Thank you, Diane, for sharing this truth with me.
Thanks, Diane, for another of your encouraging and very mindful devotionals. Blessings for these writings you do.
Well said, Diane. We see this so much even, or especially, Christians who want to control whatever area in which they are working.
That’s an awesome devotional Diane! I needed a good Samaritan when I fell two weeks ago! And the Lord provided! How I thanked her!
Thanks for your devotional.
How true.
Hope you are well.
Thank you for sharing this encouraging devotional with us today. Amen and amen! It’s too easy to think, “That’s not my responsibility!” Blessings.
Thank you so much once again Diane for this meaningful devotional.
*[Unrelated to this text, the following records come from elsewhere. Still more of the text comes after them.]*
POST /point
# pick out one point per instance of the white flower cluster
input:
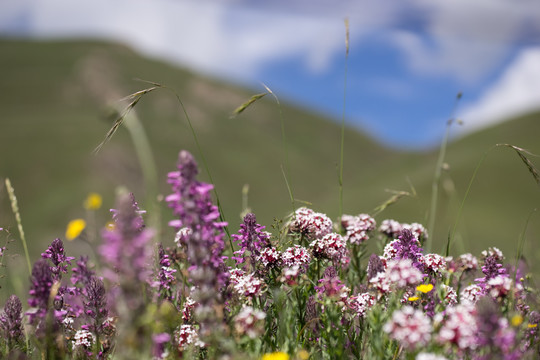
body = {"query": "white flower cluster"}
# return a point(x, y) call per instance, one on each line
point(296, 255)
point(331, 246)
point(250, 322)
point(312, 225)
point(358, 227)
point(434, 262)
point(458, 326)
point(412, 328)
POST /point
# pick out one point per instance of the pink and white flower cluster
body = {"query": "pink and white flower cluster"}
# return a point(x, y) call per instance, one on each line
point(311, 224)
point(410, 327)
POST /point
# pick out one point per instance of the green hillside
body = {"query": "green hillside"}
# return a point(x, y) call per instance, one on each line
point(53, 103)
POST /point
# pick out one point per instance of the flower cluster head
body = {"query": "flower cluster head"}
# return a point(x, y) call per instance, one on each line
point(401, 273)
point(458, 326)
point(296, 255)
point(11, 321)
point(56, 254)
point(311, 224)
point(467, 261)
point(434, 263)
point(361, 303)
point(410, 327)
point(332, 246)
point(185, 336)
point(358, 228)
point(270, 257)
point(250, 322)
point(252, 239)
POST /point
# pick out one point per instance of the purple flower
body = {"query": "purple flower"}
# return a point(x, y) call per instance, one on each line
point(55, 253)
point(40, 290)
point(191, 203)
point(165, 276)
point(126, 248)
point(251, 240)
point(11, 321)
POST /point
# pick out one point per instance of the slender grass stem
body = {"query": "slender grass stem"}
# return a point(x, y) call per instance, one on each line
point(15, 209)
point(342, 142)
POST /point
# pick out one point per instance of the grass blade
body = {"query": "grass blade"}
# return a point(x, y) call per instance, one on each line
point(245, 105)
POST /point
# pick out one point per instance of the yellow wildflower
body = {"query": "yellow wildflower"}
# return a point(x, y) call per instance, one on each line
point(517, 320)
point(425, 288)
point(93, 201)
point(74, 228)
point(276, 356)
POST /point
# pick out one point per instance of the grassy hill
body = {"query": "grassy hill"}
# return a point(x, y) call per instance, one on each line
point(54, 105)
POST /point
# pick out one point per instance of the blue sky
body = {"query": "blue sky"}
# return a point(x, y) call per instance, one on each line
point(407, 59)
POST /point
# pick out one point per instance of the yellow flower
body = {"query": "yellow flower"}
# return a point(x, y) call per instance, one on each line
point(517, 320)
point(276, 356)
point(93, 201)
point(425, 288)
point(74, 228)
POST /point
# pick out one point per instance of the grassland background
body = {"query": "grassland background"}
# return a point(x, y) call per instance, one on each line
point(55, 99)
I especially found your closing prayer one to repeat over again and again.
God’s best to you!
Good morning, Diane.
“Thus, as fallen sinners, we are the wounded victim in the ditch. Here we discover our one common territory, and Christ is our Good Samaritan. His mercy has no territorial limits.”
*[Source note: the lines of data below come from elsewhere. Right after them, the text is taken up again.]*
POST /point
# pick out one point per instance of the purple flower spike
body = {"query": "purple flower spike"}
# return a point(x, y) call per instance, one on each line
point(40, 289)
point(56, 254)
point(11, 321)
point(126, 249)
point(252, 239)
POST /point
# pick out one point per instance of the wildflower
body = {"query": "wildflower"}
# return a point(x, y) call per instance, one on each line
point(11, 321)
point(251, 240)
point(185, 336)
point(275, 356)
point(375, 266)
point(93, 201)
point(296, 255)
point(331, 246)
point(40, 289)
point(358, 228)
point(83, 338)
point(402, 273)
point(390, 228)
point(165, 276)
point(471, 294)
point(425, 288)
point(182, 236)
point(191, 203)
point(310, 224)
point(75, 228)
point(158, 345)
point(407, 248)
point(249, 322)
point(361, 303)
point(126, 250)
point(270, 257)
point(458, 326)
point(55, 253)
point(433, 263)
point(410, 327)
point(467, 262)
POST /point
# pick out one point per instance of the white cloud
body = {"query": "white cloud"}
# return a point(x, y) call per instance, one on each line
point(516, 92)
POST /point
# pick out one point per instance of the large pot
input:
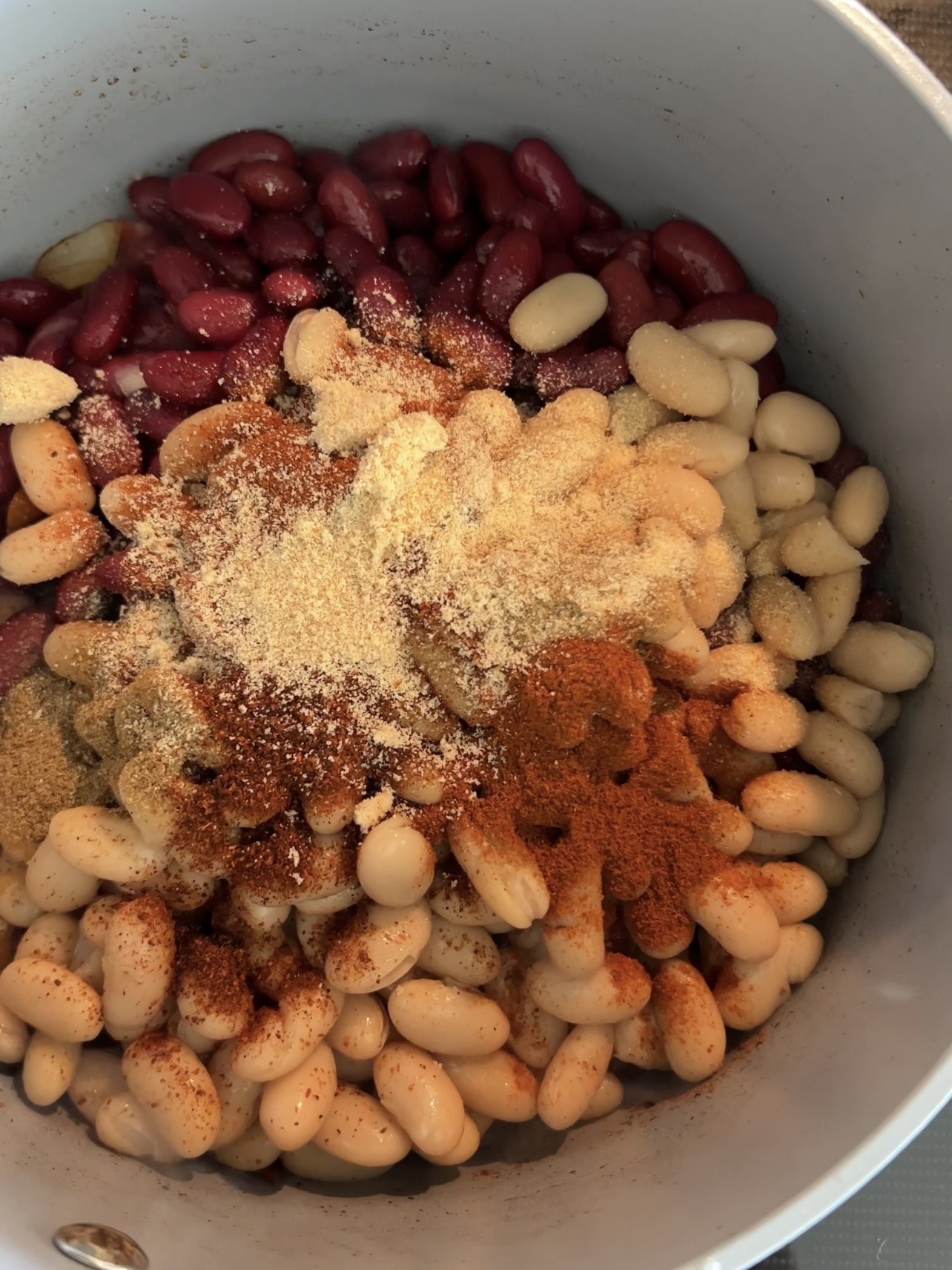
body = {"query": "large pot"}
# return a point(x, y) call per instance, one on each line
point(819, 149)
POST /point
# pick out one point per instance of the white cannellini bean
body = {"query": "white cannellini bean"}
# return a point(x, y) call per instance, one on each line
point(395, 863)
point(362, 1027)
point(834, 599)
point(859, 506)
point(736, 490)
point(731, 909)
point(48, 1068)
point(616, 991)
point(815, 547)
point(105, 843)
point(709, 449)
point(139, 963)
point(861, 838)
point(50, 467)
point(763, 720)
point(361, 1131)
point(51, 547)
point(843, 754)
point(502, 869)
point(884, 656)
point(793, 890)
point(825, 863)
point(674, 370)
point(463, 952)
point(796, 424)
point(167, 1077)
point(495, 1085)
point(556, 313)
point(852, 703)
point(638, 1040)
point(784, 617)
point(799, 803)
point(98, 1077)
point(379, 948)
point(446, 1019)
point(294, 1107)
point(734, 337)
point(53, 936)
point(239, 1099)
point(56, 886)
point(420, 1096)
point(51, 998)
point(251, 1152)
point(740, 412)
point(688, 1020)
point(317, 1165)
point(781, 481)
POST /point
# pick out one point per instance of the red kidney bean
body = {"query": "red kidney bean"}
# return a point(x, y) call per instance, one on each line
point(636, 251)
point(511, 273)
point(599, 215)
point(108, 317)
point(294, 289)
point(745, 305)
point(150, 198)
point(467, 344)
point(405, 207)
point(80, 599)
point(272, 185)
point(347, 203)
point(668, 308)
point(846, 460)
point(105, 440)
point(486, 242)
point(454, 238)
point(121, 376)
point(185, 378)
point(277, 239)
point(230, 260)
point(458, 290)
point(394, 154)
point(388, 308)
point(695, 262)
point(179, 272)
point(53, 340)
point(22, 639)
point(155, 330)
point(771, 374)
point(321, 162)
point(30, 301)
point(876, 550)
point(529, 214)
point(418, 262)
point(631, 303)
point(595, 248)
point(253, 369)
point(211, 203)
point(219, 317)
point(224, 155)
point(492, 176)
point(349, 254)
point(604, 370)
point(12, 340)
point(447, 185)
point(876, 606)
point(9, 480)
point(543, 174)
point(154, 418)
point(556, 263)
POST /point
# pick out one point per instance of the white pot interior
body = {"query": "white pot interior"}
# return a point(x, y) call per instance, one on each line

Thank you for those good, encouraging, and true words.
Blessings.
Thank you for your thoughts today, Diane. Last week I heard an expression new to me.
It was “Not my circus, not my monkeys!” Although funny, it expressed the idea that some things are not my business, so I’m not getting involved. It is easy to pass by a need I could help to assume it belongs to some other entity. But when it comes to helping someone in immediate obvious need, I need to remember who is my neighbor.
Good morning, Diane,
As you know I always appreciate your devotionals. I am reading a book of devotionals by David Powlison which has many helpful truths. This week I have been struck by the fact that Jesus was angry about the way the religious leaders had made the temple into a “den of thieves” Matthew 21:13 but shortly thereafter he died for those same religious leaders giving them and us a way back to God.
Hi Diane. Thank you once again for providing me with a thought-motivating nugget of wisdom. While I thought I was familiar with the Parable of The Good Samaritan, one sentence in your devotional jolted me upright, and now I read the story with new eyes… “Thus, as fallen sinners, we are the wounded victim in the ditch”.
As well, the quote from C.S.Lewis is a keeper, and I have added it to my file of Quotes.
Something to think about! Amen!!
(ON)
Thank you, Diane, for your words; powerful take on this familiar story.